Tuesday, August 18, 2009

Update for August 18, 2009

The S&P gained back 9.94 today after yesterdays sell off. Trying to get a feel for where we are headed, I did some technical analysis. The moving averages are bullish, with the SMA 10 above the SMA 20 (but with bearish divergence), and the SMA 200 is below the 20, at about 875. Parabolic SAR is giving a sell signal. If you were to go short here, PSAR places the stop loss at about 1,010.

If the tone is positive tommorow morning, I will take profits on my put options and buy more shares of MCD, PEP, and MO. Otherwise, I will wait for better gains on these. I will let the short calls ride for now. I am watching a solar company called CSIQ. I will hold off on this, as I feel that the potential for a bigger pull back between now and Christmas is considerably good.

For the indexes, the daily charts are showing a potential top formation, but it is not confirmed. The monthly and yearly charts are showing that we recently broke out from a 1-2-3 bottom, or "inverse head and shoulders" formation. In the long run, the monthly and yearly charts are the way to play this. Short term traders need to watch the daily chart more closely.

Volitility was up big yesterday, but gave up half of those gains today. One way to play the volitility is with a credit iron condor spread. The goal of this trade is to be market neutral, and profit from credits on option spreads. You can do this with your stock account with options on the symbol SPY (an etf that tracks the S&P deposit receipts). You can also use SSO, SDS, SH, etc., but I prefer the massive liquidity of SPY for this play.

To put on a credit condor, you sell a call, and buy a call with a further from the money strike price. You also sell a put, and buy a put with a further from the money strike price. The result is that you receive a credit from both option spreads. Loss and profit are both limited by the differences in premium (limits profit) and the difference in strike price of the (calls) or (puts). The best time to put on a credit condor is when volitility has been up, an example would be the early to mid July time frame when volitility spiked, and then came back down as the rally resumed.
When choosing which strikes to use in your condors, your goal is NOT to have short options (the ones you sold) go "in the money." I also like to put on this spread with anywhere from 10 days to 4 weeks until expiration. This is not a long term play, you want the odds on your side that the market will not shoot past the strikes of the short options on either side.

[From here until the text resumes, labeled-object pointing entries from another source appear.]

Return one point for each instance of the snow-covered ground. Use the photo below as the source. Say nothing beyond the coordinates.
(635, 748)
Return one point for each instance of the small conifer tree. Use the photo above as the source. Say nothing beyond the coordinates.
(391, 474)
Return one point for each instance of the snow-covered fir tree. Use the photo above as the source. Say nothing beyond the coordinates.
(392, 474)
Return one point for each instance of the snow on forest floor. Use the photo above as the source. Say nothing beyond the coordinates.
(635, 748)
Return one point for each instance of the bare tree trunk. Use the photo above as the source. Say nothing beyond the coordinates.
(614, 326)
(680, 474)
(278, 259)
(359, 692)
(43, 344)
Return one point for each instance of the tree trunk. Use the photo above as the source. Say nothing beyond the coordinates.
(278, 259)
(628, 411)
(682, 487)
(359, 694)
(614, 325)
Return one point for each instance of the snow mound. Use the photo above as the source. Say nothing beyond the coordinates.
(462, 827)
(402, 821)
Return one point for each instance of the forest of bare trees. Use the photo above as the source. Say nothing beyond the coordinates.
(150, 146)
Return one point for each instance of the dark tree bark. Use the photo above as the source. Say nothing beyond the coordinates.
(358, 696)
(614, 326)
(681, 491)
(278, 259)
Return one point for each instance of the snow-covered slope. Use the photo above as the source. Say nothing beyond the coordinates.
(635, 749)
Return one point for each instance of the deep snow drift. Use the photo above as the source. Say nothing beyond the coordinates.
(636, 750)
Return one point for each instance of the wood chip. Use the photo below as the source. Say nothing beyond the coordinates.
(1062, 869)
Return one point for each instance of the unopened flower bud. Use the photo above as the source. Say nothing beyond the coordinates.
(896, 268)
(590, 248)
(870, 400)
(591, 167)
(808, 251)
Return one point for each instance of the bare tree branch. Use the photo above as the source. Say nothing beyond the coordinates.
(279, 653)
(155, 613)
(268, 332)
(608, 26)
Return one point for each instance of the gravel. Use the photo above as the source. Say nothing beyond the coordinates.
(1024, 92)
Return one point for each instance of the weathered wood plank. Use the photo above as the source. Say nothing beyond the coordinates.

The play I still recommend for everyone, especially until we know we are out of the woods (which I beleive we are far from it now), is to buy high quality stocks or covered calls on these good dividend "blue chips." If we get a rally this week, you can sell calls against your position for higher premium and either buy puts (set a 30% loss limit on these) or hold the premium collected to buy more shares on a pull back. If you invest/trade this way, you will win in the long run. Also, it is best to use leap calls and puts. Let's say the market goes higher. You would have unloaded your puts for a modest 30% loss. You can buy back your short calls and "roll" them out-that is sell a further out strike (which will now bring back enough premium to cover the difference from buying/selling the original option, plus a profit). You can keep rolling out your calls indefinitely.